On Thursday, Facebook announced that their artificial intelligence software detects 94.7% of the hate speech that gets taken down from their website. 

Facebook’s chief technology officer, Mike Schroepfer, said in a blog post that this number was 80.5% last year and just 24% in 2017. 

Even though Facebook employs thousands of people to moderate their content and take down any fake posts, photos, or videos, humans alone cannot meet the challenge. Facebook, along with Twitter and TikTok, relies on artificial intelligence, where algorithms improve automatically through experience.

Schropfer said, “A central focus of Facebook’s AI efforts is deploying cutting-edge machine learning technology to protect people from harmful content.”  He added, “Our goal is to spot hate speech, misinformation, and other forms of policy-violating content quickly and accurately, for every form of content, and for every language and community around the world.”

However, Facebook’s AI software still fails to detect some posts that break the rules, such as photos with underlying messages or posts with sarcasm and slang, in which case humans are required to detect and take down the posts.

Facebook said it is installed two new AI technologies to help with locating hate speech. One is “Reinforced Integrity Optimizer” which “learns from real online examples and metrics instead of an offline dataset” and the second is “Linformer” which allows Facebook to use “complex language understanding models that were previously too large and unwieldly to work at scale.” 
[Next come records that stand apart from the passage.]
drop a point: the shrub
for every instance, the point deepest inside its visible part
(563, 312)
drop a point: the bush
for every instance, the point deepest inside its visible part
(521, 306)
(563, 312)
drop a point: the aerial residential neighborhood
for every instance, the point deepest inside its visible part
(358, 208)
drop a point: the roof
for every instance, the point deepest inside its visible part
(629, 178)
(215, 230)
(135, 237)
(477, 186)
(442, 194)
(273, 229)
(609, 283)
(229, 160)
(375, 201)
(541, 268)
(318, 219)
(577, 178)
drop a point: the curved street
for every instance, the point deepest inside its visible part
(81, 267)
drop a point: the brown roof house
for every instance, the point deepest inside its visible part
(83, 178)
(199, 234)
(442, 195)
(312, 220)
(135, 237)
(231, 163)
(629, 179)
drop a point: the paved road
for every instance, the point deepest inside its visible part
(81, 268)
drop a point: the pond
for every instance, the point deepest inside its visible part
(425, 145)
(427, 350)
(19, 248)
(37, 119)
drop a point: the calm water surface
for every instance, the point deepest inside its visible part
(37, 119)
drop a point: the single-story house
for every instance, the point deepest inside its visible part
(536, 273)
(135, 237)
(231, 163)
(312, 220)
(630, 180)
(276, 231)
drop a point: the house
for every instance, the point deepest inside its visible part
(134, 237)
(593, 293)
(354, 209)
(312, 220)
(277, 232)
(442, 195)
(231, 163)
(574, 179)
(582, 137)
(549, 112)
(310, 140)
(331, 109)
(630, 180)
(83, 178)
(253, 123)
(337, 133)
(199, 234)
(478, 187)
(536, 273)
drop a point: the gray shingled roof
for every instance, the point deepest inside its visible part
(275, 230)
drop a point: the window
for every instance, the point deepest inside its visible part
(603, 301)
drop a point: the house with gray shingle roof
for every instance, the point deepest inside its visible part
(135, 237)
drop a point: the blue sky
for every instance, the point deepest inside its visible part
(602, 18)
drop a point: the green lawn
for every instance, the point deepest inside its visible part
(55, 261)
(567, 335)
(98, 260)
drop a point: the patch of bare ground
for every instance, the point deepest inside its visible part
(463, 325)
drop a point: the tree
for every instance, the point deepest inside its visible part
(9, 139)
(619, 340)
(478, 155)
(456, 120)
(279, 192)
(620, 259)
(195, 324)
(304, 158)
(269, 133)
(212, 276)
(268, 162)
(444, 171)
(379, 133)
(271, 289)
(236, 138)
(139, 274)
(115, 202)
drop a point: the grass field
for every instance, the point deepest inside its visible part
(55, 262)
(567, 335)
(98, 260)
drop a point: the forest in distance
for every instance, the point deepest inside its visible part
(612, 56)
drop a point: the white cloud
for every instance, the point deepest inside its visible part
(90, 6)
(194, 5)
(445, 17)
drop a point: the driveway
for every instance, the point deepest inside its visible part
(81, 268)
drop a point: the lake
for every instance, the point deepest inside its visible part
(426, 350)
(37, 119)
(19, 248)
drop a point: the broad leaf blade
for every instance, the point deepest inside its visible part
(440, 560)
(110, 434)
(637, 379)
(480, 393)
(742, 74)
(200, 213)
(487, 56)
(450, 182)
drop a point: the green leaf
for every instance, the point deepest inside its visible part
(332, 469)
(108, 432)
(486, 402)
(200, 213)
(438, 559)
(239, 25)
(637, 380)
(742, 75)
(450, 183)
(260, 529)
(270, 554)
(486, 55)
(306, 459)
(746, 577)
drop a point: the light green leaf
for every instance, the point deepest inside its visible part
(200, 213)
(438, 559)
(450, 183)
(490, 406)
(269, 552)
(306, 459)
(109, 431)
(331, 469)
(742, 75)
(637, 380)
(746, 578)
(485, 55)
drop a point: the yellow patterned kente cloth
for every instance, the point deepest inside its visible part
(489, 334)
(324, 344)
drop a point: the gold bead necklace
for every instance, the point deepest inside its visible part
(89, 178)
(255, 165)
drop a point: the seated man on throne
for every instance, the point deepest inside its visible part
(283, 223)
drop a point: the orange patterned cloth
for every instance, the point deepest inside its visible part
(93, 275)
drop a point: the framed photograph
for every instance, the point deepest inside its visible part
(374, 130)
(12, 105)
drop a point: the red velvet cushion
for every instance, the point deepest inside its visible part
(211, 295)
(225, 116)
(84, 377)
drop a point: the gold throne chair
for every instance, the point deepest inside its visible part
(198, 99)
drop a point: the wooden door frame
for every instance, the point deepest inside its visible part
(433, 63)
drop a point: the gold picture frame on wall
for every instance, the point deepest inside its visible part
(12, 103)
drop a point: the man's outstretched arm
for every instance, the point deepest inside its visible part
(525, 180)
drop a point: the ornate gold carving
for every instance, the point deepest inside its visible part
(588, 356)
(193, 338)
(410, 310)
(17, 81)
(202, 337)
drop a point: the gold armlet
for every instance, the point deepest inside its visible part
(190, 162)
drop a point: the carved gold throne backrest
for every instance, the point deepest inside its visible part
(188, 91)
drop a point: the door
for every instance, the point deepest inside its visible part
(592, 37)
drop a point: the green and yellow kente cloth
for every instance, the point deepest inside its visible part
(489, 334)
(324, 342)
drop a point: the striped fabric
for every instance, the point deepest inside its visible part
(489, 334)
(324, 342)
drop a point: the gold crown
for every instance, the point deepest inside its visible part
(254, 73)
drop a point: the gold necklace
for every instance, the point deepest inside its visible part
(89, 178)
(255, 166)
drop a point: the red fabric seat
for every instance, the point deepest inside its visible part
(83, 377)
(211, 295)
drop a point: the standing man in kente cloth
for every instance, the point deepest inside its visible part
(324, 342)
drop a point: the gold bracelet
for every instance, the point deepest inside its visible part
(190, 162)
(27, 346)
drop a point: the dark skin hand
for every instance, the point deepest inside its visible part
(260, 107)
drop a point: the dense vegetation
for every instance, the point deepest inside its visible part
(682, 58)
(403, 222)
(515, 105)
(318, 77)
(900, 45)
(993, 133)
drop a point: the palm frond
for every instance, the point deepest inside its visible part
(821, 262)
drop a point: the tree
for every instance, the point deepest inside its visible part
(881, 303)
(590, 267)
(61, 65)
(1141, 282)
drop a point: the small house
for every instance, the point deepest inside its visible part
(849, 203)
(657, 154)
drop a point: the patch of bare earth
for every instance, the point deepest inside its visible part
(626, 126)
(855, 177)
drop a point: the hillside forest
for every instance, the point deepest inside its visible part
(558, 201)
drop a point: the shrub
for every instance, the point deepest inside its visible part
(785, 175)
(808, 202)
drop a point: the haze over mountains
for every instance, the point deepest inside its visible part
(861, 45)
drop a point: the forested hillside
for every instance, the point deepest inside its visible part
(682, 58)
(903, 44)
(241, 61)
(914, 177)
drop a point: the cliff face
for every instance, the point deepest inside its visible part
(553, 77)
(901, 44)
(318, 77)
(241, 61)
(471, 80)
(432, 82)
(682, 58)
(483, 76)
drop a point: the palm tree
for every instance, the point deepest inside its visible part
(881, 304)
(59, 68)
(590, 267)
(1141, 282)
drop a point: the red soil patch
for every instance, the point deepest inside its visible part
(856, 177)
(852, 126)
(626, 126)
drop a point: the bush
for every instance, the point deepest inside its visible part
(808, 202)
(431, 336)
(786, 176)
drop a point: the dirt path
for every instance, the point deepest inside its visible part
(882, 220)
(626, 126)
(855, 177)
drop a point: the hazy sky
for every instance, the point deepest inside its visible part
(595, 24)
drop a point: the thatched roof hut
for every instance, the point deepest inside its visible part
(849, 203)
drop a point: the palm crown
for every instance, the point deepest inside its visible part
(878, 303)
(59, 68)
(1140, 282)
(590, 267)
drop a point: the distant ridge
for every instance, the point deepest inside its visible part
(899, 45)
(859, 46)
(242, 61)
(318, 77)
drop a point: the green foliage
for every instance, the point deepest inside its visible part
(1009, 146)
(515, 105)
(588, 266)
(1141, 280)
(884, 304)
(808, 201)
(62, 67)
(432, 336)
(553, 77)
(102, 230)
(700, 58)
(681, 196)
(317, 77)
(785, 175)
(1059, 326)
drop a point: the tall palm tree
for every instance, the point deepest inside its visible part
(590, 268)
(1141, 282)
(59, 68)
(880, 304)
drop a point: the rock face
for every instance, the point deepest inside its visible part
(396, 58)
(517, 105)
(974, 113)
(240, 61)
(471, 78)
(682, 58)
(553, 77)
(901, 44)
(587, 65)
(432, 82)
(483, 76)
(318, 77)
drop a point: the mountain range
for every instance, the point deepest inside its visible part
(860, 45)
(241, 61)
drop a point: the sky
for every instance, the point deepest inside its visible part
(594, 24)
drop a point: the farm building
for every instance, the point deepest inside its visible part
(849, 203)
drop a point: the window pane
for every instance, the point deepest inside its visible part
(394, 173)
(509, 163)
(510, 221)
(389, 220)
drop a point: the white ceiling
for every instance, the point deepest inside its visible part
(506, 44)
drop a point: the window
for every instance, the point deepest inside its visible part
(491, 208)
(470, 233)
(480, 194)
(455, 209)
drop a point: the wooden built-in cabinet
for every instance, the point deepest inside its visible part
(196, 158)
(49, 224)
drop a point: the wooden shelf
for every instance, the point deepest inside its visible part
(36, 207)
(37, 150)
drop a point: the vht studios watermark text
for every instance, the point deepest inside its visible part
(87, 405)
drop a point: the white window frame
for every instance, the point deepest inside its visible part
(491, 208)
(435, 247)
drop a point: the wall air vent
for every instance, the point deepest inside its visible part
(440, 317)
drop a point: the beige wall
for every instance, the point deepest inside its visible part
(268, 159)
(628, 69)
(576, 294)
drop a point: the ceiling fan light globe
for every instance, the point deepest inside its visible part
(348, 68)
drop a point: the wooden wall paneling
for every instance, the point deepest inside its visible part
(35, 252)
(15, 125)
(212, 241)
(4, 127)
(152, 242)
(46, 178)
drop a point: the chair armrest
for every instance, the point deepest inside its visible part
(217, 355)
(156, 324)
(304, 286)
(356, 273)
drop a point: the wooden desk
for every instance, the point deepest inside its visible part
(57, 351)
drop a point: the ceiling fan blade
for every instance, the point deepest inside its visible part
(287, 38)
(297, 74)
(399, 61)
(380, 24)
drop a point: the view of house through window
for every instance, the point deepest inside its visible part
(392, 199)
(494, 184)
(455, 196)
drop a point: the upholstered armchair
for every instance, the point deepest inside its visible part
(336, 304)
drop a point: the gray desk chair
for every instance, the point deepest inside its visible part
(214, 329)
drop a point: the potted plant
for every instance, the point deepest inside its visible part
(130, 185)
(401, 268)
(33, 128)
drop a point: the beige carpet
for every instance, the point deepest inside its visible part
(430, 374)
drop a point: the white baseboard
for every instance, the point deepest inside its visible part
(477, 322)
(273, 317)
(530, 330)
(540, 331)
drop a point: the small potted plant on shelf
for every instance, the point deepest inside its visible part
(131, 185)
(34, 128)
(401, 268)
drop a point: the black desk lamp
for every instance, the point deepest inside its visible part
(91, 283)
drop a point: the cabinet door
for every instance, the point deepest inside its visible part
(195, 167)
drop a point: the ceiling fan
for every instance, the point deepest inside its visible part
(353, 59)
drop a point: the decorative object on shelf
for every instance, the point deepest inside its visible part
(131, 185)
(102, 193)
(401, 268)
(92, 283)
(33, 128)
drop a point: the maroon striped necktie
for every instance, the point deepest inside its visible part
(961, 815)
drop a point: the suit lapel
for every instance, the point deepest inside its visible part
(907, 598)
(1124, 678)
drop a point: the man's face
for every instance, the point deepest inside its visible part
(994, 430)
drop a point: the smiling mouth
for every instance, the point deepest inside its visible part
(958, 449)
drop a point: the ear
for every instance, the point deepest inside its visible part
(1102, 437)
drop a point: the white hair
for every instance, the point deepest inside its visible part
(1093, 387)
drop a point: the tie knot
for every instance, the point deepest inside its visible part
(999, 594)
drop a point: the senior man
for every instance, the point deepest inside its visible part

Schroeper said they use these two AI technologies to analyze Facebook and Instagram content in different countries globally. 

In October, Facebook said they were updating their hate speech policy to take down any content which denies or spreads misinformation about the Holocaust. However, India spreads a vast amount of hate on platforms such as Instagram, Facebook, and WhatsApp, mostly targeting Pakistanis and minorities in their own country, including Muslims. 

In May, a top UN official voiced concerns over “increased hate speech and discrimination” in India against minorities, following the implementation of the Citizenship Amendment Act, under which India granted citizenship to all non-Muslim minorities who migrated from Afghanistan, Pakistan and Bangladesh till December 31, 2014. 

The discrimination against Muslims is “contrary to India’s obligations under international human rights law, in particular on non-discrimination,” the UN official added. Additionally, he encouraged the Indian government to follow international standards of non-discrimination and to combat the rise of hate speech through messages of inclusion and respect, which the government has clearly failed to do. 

Much of the hate speech India is spreading is not being taken down from these websites, which raises the question: why aren’t the same hate speech policies being implemented in India?